Yesterday, E and I noticed that the fish tank filter spray bar was making a lot of noise. This happens when enough water evaporates that the spray bar is no longer under water, creating a fountain as the filtered water returns to the tank; and it was odd, given that S had recently replenished the tank.

This morning, as E and I were rushing out the door, we noticed the noise was even louder. How odd that another inch of water could have evaporated so quickly out of the 45-gallon tank. Then we noticed the water seeping out of the bottom of the tank, meandering down--a drip here, a rivulet there--into the expanding puddle on the floor below. I looked at the fish; the fish looked at me. And then, with fingers crossed that the tank would not burst in the next 20 minutes, E drove us to his job (he's still 8 practice hours and 2.5 months away from getting his driver's license) while I texted S in a panic.

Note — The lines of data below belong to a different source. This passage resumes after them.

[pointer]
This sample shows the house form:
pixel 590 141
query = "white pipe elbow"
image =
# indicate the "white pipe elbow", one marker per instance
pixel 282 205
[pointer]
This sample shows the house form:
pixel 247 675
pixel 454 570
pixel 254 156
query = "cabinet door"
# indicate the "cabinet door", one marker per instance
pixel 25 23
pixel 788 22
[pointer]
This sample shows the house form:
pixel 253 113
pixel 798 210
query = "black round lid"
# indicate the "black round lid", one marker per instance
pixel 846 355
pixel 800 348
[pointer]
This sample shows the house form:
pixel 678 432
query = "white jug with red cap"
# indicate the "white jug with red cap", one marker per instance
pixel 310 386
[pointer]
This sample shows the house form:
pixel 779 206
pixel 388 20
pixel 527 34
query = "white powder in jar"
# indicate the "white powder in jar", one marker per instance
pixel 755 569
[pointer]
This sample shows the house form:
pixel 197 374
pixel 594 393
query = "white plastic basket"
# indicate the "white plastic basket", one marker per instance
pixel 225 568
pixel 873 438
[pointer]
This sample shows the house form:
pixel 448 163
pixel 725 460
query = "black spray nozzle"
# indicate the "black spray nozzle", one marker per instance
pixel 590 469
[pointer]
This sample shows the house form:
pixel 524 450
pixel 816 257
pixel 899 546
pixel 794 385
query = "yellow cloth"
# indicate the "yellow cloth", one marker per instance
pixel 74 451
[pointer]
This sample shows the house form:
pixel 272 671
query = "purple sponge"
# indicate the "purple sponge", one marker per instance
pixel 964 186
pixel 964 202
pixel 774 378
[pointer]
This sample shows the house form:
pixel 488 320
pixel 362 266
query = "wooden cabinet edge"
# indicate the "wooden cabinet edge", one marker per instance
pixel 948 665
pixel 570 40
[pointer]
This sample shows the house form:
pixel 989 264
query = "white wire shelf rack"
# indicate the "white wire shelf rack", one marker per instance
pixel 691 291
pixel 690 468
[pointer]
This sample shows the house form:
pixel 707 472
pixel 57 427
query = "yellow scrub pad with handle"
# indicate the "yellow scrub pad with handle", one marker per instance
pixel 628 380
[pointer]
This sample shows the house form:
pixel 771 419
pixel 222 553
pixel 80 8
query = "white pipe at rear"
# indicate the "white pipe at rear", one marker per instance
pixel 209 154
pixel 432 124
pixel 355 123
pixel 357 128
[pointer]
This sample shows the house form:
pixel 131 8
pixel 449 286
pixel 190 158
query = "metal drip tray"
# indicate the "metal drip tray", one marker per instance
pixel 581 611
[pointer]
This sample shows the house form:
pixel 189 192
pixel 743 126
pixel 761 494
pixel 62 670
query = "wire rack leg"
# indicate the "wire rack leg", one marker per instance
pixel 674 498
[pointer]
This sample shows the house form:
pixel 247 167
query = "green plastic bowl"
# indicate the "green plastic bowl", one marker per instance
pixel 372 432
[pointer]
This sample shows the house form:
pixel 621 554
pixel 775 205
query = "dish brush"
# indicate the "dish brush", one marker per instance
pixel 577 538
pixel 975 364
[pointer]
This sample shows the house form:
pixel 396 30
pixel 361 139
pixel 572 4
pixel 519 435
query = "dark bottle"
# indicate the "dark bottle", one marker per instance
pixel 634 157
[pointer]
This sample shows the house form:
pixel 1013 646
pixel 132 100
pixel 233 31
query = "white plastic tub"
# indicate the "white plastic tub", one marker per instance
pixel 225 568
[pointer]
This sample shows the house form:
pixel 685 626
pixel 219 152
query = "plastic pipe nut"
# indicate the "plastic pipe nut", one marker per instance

The fish tank and its accompanying geekery are S's deal. I know about as much about maintaining the tank as he knows about making pottery--which is to say, usually enough, but not much when the clock is ticking. For example, I know how to feed the fish, and how to add tea-tree oil if someone takes a bite out of someone else's tail, and how to pull out and rinse off the filter, just as S knows how to appreciate a form and fill a handmade bowl with salad, and how to blow into a chickarina butt to make music. He doesn't know how to throw a pot or load a kiln under time pressure, just as I don't know how to stop a tank from emptying out onto the floor or how to set up a hospital tank and relocate 25 living fish into it. (Yes, S guided me through the Great 2010 Fish Tank Catastrophe over the telephone--at 3 a.m., Germany time--but in that case there were, alas, but two survivors to relocate, and the tank wasn't threatening to burst.)

Thankfully, our neighbor R was available and came to the rescue, with S checking in periodically by phone from his scenic bike ride near Les Diablerets. (The above photos were taken at each phone-call stop.) All fish have been transferred to the hospital tank in the kitchen, including the powerful giant plecostomus that resisted netting and that R consequently carried by its tail through the dining room; all plants have been transferred to a second spare tank and bucket; and enough tank water was salvaged to keep everyone healthy and happy through a water change or two. So that E and I don't have to enjoy the scent of decaying fish poop for two weeks, R and I scooped all the gravel out of the tank, carried it outside, rinsed it off, and spread it on cardboard on the porch to dry, and then we carried the tank outside and R rinsed that too. Then we pulled the fish tank stand away from the living room wall, so the floorboards will have a chance to dry out and hopefully unbuckle.